In a surprise announcement, Spotify will now allow independent artists to bypass distributors like CD Baby and TuneCore and upload their songs directly to the platform. Best of all, there will be no charge to do so, which frees artists from paying the nominal fee that distributors charge for the service. The download feature will be available through the Spotify For Artists section of the platform, which has around 200,000 users to date. An artist must first have a verified account before they can join Spotify For Artists.
That said, the feature is in invite-only beta, and only a few hundred US artists are receiving the offer. The company says it will open it up to everyone on the service in the future, but no date for the full launch has been given.
There is a strategy at work here
There is actually more strategy behind the direct download feature than it looks. On the one hand, direct downloads are becoming a big differentiator between platforms, as main rival Apple Music is such a closed environment that it’s unlikely to ever be open to something similar. Many independent artists are likely to download only from Spotify (not a good idea in the grand scheme of things, but it’s easy to just pick the market leader), giving the platform what equates to a lot of exclusive content. They might not be the best hits, but it could add up dramatically over time, even at a freelance level.

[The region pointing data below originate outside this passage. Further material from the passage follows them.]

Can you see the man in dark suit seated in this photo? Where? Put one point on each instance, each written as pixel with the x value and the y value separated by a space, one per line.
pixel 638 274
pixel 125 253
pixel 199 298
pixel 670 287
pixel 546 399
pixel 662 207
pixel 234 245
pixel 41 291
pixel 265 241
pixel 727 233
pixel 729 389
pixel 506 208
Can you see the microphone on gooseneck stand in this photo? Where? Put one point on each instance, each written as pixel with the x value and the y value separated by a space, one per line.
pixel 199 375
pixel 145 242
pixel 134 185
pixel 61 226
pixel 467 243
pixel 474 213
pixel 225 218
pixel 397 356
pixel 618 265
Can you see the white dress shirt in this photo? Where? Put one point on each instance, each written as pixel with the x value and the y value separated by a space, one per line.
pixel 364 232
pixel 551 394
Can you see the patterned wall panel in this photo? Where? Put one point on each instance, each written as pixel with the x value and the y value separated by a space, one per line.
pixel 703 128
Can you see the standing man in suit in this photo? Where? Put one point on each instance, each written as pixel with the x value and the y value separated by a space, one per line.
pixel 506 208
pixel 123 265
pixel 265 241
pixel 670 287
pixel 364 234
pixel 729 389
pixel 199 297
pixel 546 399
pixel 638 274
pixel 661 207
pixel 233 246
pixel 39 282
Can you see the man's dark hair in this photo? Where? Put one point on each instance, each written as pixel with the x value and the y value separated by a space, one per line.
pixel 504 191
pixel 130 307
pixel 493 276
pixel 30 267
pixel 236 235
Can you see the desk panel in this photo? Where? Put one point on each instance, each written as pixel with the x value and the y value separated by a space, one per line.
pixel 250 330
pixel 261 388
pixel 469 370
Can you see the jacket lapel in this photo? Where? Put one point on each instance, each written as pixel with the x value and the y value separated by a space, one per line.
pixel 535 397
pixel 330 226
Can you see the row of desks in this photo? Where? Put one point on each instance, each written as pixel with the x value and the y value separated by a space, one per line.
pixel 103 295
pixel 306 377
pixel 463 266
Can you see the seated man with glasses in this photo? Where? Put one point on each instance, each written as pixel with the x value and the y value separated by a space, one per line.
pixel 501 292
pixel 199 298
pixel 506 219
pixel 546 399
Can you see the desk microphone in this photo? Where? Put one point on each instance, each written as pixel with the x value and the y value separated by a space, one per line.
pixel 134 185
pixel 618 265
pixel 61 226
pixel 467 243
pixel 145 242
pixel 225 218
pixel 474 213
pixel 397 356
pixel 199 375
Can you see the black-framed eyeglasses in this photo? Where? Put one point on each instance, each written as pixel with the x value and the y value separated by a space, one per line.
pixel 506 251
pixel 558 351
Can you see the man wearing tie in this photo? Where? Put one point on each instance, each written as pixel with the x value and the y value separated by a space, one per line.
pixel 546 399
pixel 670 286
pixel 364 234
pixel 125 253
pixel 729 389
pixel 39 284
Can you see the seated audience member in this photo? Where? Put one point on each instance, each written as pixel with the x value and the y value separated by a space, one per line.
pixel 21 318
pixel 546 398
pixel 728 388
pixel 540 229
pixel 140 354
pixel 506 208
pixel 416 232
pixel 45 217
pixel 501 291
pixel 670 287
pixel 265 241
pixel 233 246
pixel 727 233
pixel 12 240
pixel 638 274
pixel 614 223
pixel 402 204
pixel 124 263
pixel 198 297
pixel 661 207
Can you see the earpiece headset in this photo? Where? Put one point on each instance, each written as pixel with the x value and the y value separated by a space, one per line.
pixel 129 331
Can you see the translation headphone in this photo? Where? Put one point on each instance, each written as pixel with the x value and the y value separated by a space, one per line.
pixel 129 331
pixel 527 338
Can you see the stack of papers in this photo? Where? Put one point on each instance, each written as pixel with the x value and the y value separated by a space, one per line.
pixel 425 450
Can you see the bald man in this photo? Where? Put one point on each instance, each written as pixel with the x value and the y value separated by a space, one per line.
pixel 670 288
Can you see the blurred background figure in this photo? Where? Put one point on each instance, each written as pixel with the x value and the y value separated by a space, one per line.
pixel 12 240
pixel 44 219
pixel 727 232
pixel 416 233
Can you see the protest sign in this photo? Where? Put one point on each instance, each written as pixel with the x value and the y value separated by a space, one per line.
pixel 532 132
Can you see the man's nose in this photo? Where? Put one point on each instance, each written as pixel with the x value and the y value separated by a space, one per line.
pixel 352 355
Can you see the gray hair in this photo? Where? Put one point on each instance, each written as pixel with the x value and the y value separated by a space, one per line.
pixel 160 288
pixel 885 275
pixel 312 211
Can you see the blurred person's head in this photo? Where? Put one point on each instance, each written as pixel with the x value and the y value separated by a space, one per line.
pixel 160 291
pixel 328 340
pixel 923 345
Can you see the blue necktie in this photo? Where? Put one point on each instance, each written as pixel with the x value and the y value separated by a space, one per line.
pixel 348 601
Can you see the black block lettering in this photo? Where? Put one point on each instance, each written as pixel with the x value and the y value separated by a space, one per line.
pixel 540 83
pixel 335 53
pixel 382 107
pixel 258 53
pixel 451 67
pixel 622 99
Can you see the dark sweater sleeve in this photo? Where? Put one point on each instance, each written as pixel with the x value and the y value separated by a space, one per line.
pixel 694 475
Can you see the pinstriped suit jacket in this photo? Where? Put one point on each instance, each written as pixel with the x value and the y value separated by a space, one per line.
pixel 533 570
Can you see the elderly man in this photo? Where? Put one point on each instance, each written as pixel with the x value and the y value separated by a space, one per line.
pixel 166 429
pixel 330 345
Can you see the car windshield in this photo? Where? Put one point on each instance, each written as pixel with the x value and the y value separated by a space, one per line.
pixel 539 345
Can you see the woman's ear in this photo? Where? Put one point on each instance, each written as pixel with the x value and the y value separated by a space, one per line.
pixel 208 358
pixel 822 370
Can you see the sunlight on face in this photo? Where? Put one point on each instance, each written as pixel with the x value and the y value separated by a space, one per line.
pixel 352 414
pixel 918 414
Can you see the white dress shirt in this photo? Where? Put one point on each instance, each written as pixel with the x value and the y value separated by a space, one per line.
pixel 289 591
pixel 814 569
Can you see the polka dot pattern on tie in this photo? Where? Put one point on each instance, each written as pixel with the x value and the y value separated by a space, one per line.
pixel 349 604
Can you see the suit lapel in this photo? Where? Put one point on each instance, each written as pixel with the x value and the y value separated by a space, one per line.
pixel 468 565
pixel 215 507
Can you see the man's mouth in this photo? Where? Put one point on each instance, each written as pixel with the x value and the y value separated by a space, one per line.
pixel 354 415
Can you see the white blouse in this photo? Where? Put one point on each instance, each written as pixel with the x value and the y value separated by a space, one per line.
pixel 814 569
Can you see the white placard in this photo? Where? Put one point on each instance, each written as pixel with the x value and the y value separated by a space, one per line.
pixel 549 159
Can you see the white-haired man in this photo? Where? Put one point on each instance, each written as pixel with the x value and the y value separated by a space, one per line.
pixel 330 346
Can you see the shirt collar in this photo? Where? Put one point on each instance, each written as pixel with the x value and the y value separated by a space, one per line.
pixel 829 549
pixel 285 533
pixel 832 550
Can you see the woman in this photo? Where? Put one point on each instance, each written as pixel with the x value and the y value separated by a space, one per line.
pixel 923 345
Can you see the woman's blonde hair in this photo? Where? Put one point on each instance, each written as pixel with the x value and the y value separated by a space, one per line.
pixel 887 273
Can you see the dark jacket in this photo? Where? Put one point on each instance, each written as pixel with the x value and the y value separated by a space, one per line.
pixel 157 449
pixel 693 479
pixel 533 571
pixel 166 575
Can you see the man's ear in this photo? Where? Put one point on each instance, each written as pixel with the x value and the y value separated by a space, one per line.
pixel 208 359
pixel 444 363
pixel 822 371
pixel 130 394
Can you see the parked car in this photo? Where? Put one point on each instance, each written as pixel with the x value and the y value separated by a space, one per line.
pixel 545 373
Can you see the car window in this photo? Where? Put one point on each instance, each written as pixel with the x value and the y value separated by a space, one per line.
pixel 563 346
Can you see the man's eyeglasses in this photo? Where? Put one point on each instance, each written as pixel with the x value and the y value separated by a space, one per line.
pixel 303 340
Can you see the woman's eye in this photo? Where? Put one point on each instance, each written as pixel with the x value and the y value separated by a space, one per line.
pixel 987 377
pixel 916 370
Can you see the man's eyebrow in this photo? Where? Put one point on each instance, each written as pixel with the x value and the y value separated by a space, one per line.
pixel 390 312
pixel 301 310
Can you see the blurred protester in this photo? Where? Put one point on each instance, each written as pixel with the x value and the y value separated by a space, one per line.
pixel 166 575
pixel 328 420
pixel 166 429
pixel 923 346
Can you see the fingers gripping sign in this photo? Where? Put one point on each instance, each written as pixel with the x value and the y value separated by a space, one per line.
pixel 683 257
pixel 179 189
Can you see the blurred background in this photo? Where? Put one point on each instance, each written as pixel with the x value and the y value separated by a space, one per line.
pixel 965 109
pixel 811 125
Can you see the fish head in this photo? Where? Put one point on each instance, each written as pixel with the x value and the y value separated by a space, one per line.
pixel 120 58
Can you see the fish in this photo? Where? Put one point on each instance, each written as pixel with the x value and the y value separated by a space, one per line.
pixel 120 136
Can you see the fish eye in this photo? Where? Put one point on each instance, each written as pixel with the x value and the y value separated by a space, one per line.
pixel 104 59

Second, it can increase the number of users, as artists who were not subscribed now have to do so to download their songs. This could be a way to keep the most influential users away from competing platforms, which has been a difficult task until now because once a user has made a decision on a platform, it is difficult to make them change. With content more or less exclusive to Spotify, fans of the artist will also have to subscribe to listen to it. It may not be millions, but it may be enough to move the needle.
Finally, it is a way to increase catalog volume, which can be another differentiator in the market. While in reality the number of songs in a platform’s catalog is ultimately not important for a subscriber (they listen to a limited number), it is for a potential new subscriber. Spotify currently boasts 30 million songs in its library while Apple Music has 40 million. Imagine that you are a potential new subscriber by comparing the platforms. All things being equal, why not choose the one with the most songs? This could be a way for Spotify to quickly bridge the gap between libraries.
Now a major downside to direct download is that it creates an opportunity for massive fraud, where anyone can register as an artist, extract a recording of a song from another artist, and download it as an artist. his. Since Spotify does not yet have a content management system like YouTube’s Content ID, this opens up the platform to pressure from copyright owners to control the situation, and the costs of this could. void any benefit provided by the direct download feature.
Another potential downside could be that even though Spotify has announced that the download service will be free, there is a lot of speculation that it will only be for a limited time, as the market and shareholders could eventually force the platform. to institute fees. Yes, it’s a new source of income, but for an artist, why not go back to a distributor if there is a fee? Charging for the service would defeat the purpose of direct downloads.
CD Baby, TuneCore, Ditto and DistroKid are distributors that will take an artist’s songs and distribute them on all streaming platforms for a fee. Until now, this was the only way for an unsigned band with a label to get their music on Spotify and Apple Music, along with a host of competitors, at the same time. Ideally, an artist should be on all platforms to make sure they are adapting to their fans’ preferences and racking up revenue, but since Spotify is the king of streaming right now, many less savvy artists will believe that just being on that big platform alone may be enough.
As a result, look for distributors to take at least one hit in the short term, but that won’t lead to their demise. One platform presence is not enough and artists will eventually learn that it is and understand that the service provided by a distributor can be very beneficial. On the other hand, the distributor will need to focus on the benefits for artists other than being a mere middleman in order to continue to prosper.
The effect on SoundCloud
Many predict the demise of SoundCloud due to Spotify’s direct download feature, the idea being that artists will no longer need the platform if they can download directly from the market leader. What they don’t realize is that SoundCloud actually provides a valuable behind-the-scenes lens for an artist.
Artists often use SoundCloud’s private settings to share unreleased songs with labels, managers, agents, and collaborators. Sometimes the material is only at the demo stage and not available. Sometimes it’s an exclusive version but limited to superfans only. In other words, it is a safe haven for a small number of listeners to access the music. Spotify does not have this feature and therefore SoundCloud is still very useful for artists and will remain so unless Spotify launches something similar.
Ultimately, Spotify’s direct download strategy has many facets under the radar that will likely make waves in the near future, but likely won’t end up being a game-changer in the long run.